As the epidemic of obesity and diabetes continues to increase within both the USA and worldwide, the number of patients afflicted with both ADPKD and diabetes is likely to increase. In this regard, information from our own ADPKD center indicated that body mass index increased significantly in female ADPKD patients in the time interval 1992–2001 compared to 1985–1992 [2]. In a more recent study of ADPKD patients with normal renal function, 14% of the patients met the National Heart, Lung and Blood Institiute's Adult Panel III criteria for the metabolic syndrome [3] while International Diabetes Federation criteria were fulfilled by 22% of patients [4], thus indicating that several features of the metabolic syndrome are present in some ADPKD patients who have normal renal function.
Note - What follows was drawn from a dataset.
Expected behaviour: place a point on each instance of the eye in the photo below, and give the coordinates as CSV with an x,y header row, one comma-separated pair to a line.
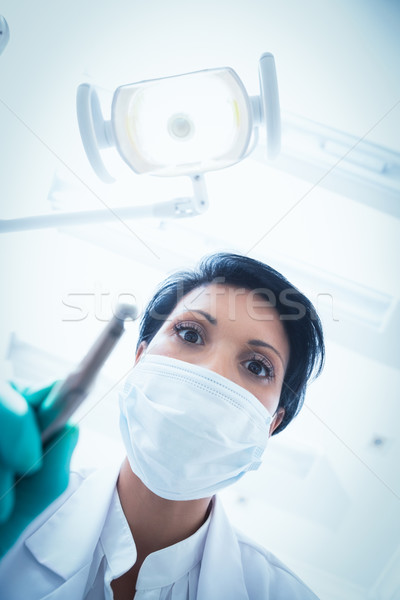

A previous small study of two kindreds with ADPKD demonstrated delayed onset of renal insufficiency among four family members with ADPKD and type II diabetes compared to eight non-diabetic individuals with ADPKD alone [5]. In this study, the authors suggested that treatment with the oral sulfonylurea, glibenclamide, might block fluid secretion into cysts by blocking ATP-dependent potassium channels and the cystic fibrosis transmembrane conductance regulator (CFTR). However, significant variability in age at onset of end-stage renal disease (ESRD) is common even among members of the same family who carry the same gene mutation [6]. A lower prevalence of diabetes has been described among Polish patients with ADPKD compared to non-ADPKD-affected siblings, although the type of diabetes was not specified in the siblings [7]. As expected, age was a significant risk factor for diabetes in both ADPKD-affected and non-affected individuals in this study.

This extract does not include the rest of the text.